JoJo’s Bizarre Adventure: Steel Ball Run (Steel Ball Run) enfim chegou ao streaming no dia 19 de março de 2026, trazendo a sétima parte da saga de Hirohiko Araki para as telas. O capítulo de estreia mergulha o público em uma corrida transcontinental de proporções épicas e premiação de 50 milhões de dólares.
Em pouco mais de 25 minutos, o anime apresenta Johnny Joestar, Gyro Zeppeli e Diego Brando, estabelece regras caóticas nas quais vale cavalos, locomotivas e até agressões diretas, e exibe o poder misterioso das esferas de aço que dão nome ao arco. Abaixo, analisamos direção, roteiro, atuações de voz e impacto visual desse primeiro passo.
Direção mantém ritmo frenético sem perder a clareza
A estreia deixa claro que a transição da narrativa do mangá para o formato televisivo prioriza a velocidade. Logo na abertura, um prólogo situa o espectador na América dos anos 1890 e já emenda na largada da competição. O diretor conduz a sequência de forma quase ininterrupta, usando cortes secos para saltar entre competidores e pontos do percurso.
Mesmo com tantos personagens surgindo em cena, a mise-en-scène evita confusão; cada novo rosto, dos protagonistas Johnny e Gyro ao antagonista Diego, recebe um quadro rápido de apresentação, reforçado por legendas estilizadas que remetem aos textos de Araki. Há ousadia nos ângulos: tomadas inclinadas e close-ups extremos reforçam a tensão sempre que as esferas de Gyro entram em ação.
Roteiro adapta o mangá com foco no essencial
O roteiro, creditado ao estúdio como uma adaptação direta da obra de Araki, condensa capítulos inteiros em um episódio sem sacrificar pontos-chave. A motivação de Johnny, ex-jóquei que perdeu o movimento das pernas, é exposta em poucas falas, mas suficiente para justificar o fascínio dele pelas esferas giratórias de Gyro.
Já a conspiração em torno do organizador da corrida é apenas sugerida, estratégia inteligente para criar suspense e garantir ganchos futuros. Essa contenção de informação lembra o que outros shounens recentes fizeram para sustentar expectativa – pensamento que ressoa com discussões sobre arcos enigmáticos em franquias como Jujutsu Kaisen.

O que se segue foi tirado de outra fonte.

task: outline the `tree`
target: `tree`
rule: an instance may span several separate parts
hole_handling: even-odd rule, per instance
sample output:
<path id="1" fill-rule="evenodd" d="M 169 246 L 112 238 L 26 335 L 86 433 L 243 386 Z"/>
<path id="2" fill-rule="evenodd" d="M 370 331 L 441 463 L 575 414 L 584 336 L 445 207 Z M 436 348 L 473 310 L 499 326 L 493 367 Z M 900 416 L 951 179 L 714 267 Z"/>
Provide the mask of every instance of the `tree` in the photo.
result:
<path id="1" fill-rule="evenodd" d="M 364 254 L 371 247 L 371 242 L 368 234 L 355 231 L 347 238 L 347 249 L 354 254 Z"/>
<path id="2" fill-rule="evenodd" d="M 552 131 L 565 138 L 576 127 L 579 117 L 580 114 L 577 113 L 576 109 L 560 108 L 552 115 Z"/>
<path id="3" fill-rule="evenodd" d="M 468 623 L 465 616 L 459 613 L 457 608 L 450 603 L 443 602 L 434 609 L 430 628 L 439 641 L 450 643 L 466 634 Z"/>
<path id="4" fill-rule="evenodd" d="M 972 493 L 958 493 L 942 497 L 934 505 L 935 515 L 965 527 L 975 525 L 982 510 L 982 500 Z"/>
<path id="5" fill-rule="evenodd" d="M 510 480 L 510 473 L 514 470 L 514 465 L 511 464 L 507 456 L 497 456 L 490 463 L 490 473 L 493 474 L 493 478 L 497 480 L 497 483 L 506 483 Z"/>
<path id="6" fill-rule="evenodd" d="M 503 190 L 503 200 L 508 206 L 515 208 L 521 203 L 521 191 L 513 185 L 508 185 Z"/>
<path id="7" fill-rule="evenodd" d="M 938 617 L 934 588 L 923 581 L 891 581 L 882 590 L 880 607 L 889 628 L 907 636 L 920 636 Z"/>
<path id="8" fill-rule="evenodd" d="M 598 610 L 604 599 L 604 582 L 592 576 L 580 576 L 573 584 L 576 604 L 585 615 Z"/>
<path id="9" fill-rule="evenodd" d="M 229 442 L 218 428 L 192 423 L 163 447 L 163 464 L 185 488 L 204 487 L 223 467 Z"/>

Atuações de voz destacam a personalidade excêntrica do elenco
Mesmo em animação, a performance dos atores de voz carrega peso dramático. Johnny alterna insegurança e teimosia com nuances sutis no timbre, passando rapidamente da descrença para a esperança quando sente o giro das esferas. Gyro, por sua vez, exala confiança arrogante; o dublador alonga vogais e ri entre falas, imprimindo carisma imediato.
Imagem: Divulgação
Diego Brando surge pouco, mas o tom contido anuncia arrogância calculista. Nas cenas de multidão, vozes sobrepostas criam a sensação de plateia viva sem encobrir diálogos principais – recurso que a equipe de mixagem equilibra bem. O resultado lembra o cuidado com caracterização vocal visto em adaptações como o live-action de One Piece, reforçando como escolha de vozes pode definir a identidade de cada arco.
Animação mistura 2D e CGI com estilo próprio
A parte visual é fiel às ilustrações detalhadas de Araki: traços finos, sombras pronunciadas e paleta vibrante. O estúdio recorre a CGI para cavalos e veículos – uso evidente, porém integrado com shaders que simulam texturas 2D. Nas tomadas panorâmicas da pradaria, o CGI confere profundidade sem destoar do desenho tradicional.
Em close, a modelagem das esferas giratórias impressiona pelo realismo da rotação, fundamental para transmitir a força absurda do objeto. A violência, marca registrada da franquia, aparece sem censura: salpicos de sangue acompanham impactos, mas o tom nunca descamba para o grotesco gratuito. Esse equilíbrio promete manter o interesse de quem acompanha Salada de Cinema em busca de animes que unem estética arrojada e narrativa consistente.
Vale a pena assistir?
O episódio 1 de JoJo’s Bizarre Adventure: Steel Ball Run coloca o espectador no lombo do cavalo já a toda velocidade, introduz personagens carismáticos, estabelece regras brutais e exibe uma direção estilosa que honra o material original. Para fãs antigos ou novatos, a largada prova que a sétima parte tem fôlego para correr muito além da linha de chegada.